The recent ruling on Enbridge’s Line 3 pipeline (“Judge pushes back timeline for Minnesota oil pipeline,” Dec. 28) is a welcome development in the critical decision about whether to allow this project to go forward near the lakes and rivers of northern Minnesota.

As the benefits and costs continue to be debated, very few mention the consequences to women and girls.

Minnesotans should be fully aware not only of the environmental risks this so-called “good for the economy” project entails, but also the human risks. Large numbers of transient workers, often from out of state, will descend on small Minnesota towns along the pipeline construction route. They are housed in what’s become known as “man camps.”
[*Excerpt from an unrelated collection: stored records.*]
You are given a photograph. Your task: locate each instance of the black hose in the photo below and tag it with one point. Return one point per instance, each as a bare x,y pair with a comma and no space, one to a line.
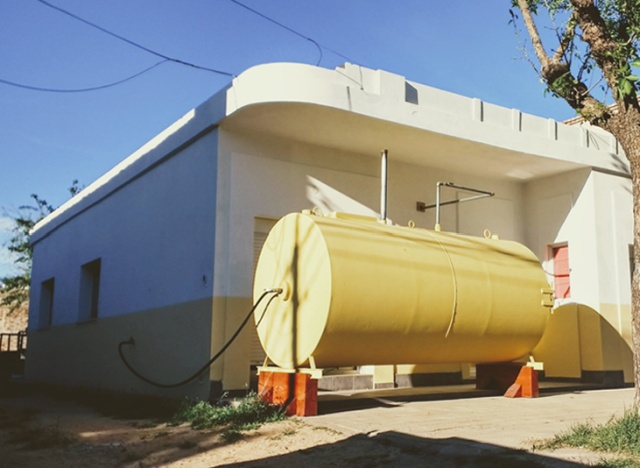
131,342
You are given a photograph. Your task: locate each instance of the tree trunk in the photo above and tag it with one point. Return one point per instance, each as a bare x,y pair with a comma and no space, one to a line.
627,131
635,284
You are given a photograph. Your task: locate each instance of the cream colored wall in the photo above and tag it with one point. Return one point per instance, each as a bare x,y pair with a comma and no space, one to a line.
591,212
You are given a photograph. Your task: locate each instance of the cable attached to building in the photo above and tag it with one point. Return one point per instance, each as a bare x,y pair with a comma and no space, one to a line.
195,375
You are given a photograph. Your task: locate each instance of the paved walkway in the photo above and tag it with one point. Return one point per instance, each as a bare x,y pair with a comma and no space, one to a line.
475,425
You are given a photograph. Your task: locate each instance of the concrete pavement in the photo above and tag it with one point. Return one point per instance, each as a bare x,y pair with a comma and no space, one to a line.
476,425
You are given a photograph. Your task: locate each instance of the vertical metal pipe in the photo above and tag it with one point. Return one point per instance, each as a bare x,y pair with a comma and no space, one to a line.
383,186
438,185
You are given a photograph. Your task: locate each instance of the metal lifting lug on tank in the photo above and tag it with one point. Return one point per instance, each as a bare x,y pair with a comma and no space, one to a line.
360,291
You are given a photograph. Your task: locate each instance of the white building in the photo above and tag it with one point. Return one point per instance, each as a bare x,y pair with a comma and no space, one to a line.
162,248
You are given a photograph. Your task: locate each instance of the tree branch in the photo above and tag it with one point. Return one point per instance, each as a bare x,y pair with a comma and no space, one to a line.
536,42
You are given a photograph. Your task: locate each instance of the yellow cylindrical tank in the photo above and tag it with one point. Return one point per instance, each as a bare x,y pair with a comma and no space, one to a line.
359,292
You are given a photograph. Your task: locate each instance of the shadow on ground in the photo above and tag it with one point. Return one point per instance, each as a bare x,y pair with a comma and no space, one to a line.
397,449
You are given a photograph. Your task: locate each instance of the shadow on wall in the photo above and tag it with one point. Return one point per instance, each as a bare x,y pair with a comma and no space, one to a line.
579,343
397,449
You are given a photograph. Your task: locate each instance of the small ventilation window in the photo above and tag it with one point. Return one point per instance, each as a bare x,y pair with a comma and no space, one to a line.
45,318
90,290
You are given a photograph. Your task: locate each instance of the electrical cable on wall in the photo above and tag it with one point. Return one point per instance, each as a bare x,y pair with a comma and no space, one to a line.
131,342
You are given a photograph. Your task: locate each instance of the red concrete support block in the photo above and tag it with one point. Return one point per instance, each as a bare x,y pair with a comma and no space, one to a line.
496,376
274,387
526,384
515,391
265,386
528,379
305,401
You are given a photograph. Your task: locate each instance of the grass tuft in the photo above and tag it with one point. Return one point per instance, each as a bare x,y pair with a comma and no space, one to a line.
619,435
247,414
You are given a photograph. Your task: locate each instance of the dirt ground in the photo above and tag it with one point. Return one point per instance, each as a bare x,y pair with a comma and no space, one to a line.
40,429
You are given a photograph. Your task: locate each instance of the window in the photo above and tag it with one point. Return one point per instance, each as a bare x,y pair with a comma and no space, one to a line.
45,317
89,290
561,271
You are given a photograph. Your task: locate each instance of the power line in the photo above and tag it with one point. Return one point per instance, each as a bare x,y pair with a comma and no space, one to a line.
135,44
293,31
82,90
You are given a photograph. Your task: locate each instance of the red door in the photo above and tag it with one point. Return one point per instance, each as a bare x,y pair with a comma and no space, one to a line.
562,284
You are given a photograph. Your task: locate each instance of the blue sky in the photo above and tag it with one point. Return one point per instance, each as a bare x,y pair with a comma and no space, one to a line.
49,139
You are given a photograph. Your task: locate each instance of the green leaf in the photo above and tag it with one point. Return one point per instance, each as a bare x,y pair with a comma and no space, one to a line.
624,87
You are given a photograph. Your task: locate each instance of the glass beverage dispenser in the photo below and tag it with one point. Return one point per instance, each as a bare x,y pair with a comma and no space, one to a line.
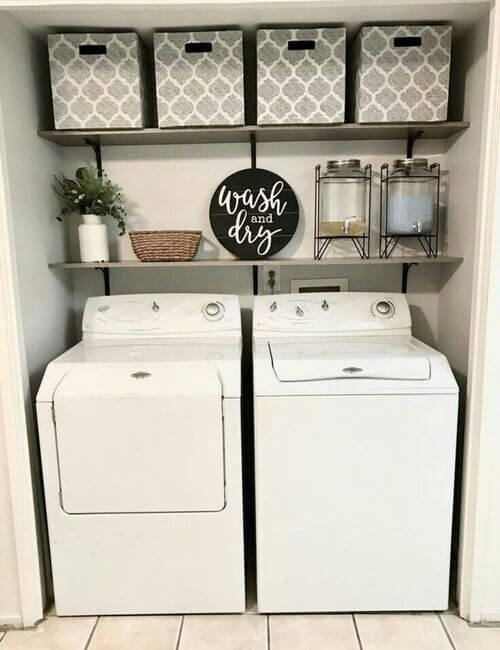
410,204
342,204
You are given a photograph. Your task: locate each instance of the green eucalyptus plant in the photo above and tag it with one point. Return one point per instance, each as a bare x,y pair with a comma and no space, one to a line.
89,193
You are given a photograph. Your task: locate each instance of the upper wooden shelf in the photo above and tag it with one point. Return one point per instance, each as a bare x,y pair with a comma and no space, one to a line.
286,133
299,261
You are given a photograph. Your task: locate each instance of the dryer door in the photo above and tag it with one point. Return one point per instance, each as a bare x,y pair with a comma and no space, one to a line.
140,439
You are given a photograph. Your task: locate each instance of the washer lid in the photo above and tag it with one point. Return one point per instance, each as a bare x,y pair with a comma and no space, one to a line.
141,439
315,361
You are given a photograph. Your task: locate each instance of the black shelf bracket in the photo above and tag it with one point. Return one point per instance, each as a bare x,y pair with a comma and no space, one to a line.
106,276
253,150
255,279
253,162
404,275
411,142
98,154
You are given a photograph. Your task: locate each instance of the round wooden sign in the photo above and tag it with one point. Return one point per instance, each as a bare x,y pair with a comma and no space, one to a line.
254,213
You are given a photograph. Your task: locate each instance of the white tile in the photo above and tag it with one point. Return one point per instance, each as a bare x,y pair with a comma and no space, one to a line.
71,633
468,637
132,632
402,632
224,632
318,631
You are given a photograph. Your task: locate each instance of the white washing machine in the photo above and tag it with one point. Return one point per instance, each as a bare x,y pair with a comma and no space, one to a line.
141,449
355,433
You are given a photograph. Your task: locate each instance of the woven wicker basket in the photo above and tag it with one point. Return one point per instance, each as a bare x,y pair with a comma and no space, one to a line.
165,245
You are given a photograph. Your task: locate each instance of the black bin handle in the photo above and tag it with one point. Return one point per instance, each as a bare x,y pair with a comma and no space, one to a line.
91,49
197,48
300,45
407,41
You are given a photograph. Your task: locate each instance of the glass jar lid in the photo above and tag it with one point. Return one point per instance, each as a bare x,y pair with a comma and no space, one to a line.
410,163
348,163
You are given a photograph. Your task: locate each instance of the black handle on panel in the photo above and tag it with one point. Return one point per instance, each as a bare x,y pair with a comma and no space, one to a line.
197,48
92,49
301,45
407,41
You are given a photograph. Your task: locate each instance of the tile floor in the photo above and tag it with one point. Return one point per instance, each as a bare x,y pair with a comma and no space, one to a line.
255,632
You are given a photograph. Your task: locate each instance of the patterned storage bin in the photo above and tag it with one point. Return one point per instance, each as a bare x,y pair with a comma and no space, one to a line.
402,73
96,81
199,78
301,76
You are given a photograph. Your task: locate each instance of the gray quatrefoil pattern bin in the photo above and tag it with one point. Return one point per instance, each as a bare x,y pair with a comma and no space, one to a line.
199,78
301,76
96,81
402,73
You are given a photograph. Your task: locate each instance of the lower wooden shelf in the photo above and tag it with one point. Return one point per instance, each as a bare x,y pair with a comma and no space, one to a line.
299,261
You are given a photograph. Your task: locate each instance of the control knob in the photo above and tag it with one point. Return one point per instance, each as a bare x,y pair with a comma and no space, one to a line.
213,310
383,309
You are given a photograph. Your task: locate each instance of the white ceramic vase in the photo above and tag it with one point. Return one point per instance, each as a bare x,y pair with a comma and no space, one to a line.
93,236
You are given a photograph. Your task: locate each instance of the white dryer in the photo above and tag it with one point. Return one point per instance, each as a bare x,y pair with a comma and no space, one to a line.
355,433
141,449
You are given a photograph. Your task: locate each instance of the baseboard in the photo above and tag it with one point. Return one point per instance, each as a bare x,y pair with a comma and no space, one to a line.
10,621
490,617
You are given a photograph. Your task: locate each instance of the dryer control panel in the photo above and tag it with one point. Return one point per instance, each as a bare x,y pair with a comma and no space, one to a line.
160,316
332,313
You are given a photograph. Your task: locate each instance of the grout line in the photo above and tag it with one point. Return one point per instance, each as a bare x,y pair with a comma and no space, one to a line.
87,645
448,635
181,627
356,630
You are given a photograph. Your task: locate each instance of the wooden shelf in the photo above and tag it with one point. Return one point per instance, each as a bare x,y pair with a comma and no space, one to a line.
286,133
299,261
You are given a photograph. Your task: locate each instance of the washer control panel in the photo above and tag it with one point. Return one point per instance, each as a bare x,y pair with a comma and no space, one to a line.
160,315
344,312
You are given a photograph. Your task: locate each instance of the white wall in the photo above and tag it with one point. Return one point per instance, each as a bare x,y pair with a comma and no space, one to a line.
490,433
462,162
44,298
10,606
The workers have no connection to the community, get paid large sums of money and have little to do in their free time. Some will bring trouble, attracting the drug trade, sex trafficking or both. They will pollute the land by day, and women and children by night.

In Iowa, when the Dakota Access Pipeline was being built, there were several instances of this in Lee County, where I grew up. An agent of the Texas pipeline company was alleged to have offered a farmer who did not want the pipeline crossing his land sex with two teenage girls. Fortunately, the farmer taped the conversation. In another Iowa county, a Native American mother and daughter were protesting the pipeline when a worker in a truck stopped and yelled, “How much for the girl?”

We live in a culture that disrespects the very things that give us life: women, land, air and water. We know from the North Dakota Bakken oil boom that man camps drastically increased violence against women and girls.

If we take a look at the state’s Line 3 environmental-impact statement (EIS), it shows the project’s negative impacts on women, particularly Native American women and girls, and on the broader environment. In Chapter 11, it states:

“Concerns have been raised regarding the link between an influx of temporary workers and the potential for an associated increase in sex trafficking, which is well documented, particularly among Native populations. … The addition of a temporary, cash-rich workforce increases the likelihood that sex trafficking or sexual abuse will occur. Additionally, rural areas often do not have the resources necessary to detect and prevent these activities.”

The EIS drafters took time to talk to Enbridge about this concern for Minnesota. Here is what the EIS says:

“To address the potential for sexual abuse or sex trafficking, Enbridge can fund or prepare and implement an education plan or awareness campaign around this issue with the companies and subcontractors it hires to construct, restore and operate the pipeline. Enbridge can also provide funding to local and tribal law enforcement to identify and stop sex trafficking.”

The EIS makes it sound simple. Throw a few dollars at education and more cops, and poof! Sexual violence disappears. However, absent from the EIS is 1) research that shows these so-called “awareness campaigns” are effective and 2) specific financial commitments from Enbridge.

Most significant, the EIS is missing voices of women and the Native American community. Women did speak up about this issue during EIS public hearings, but somehow their voices are missing in the EIS.

Why does Enbridge get a voice in this critical document but not women? This is the old-school response to complaints about sexual violence; when women speak up, our concerns are minimized or ignored.

I agree with Lisa Brunner, White Earth Ojibwe former program specialist for the National Indigenous Women’s Resource Center, who described the wide-ranging impact of extractive industries such as oil fracking and pipelines as “predator economics.”

“They treat Mother Earth like they treat women. … They think they can own us, buy us, sell us, trade us, rent us, poison us, rape us, destroy us, use us as entertainment and kill us.”

The Minnesota Public Utilities Commission will have the final say about Line 3, and we urge these leaders to withdraw their consent from this destructive project and protect all we hold dear. As has been said: “Justice will not be served until those who are unaffected are as outraged as those who are.”


Ann Manning, of Minneapolis, is director of Women’s Congress for Future Generations and associate director of the Science & Environmental Health Network.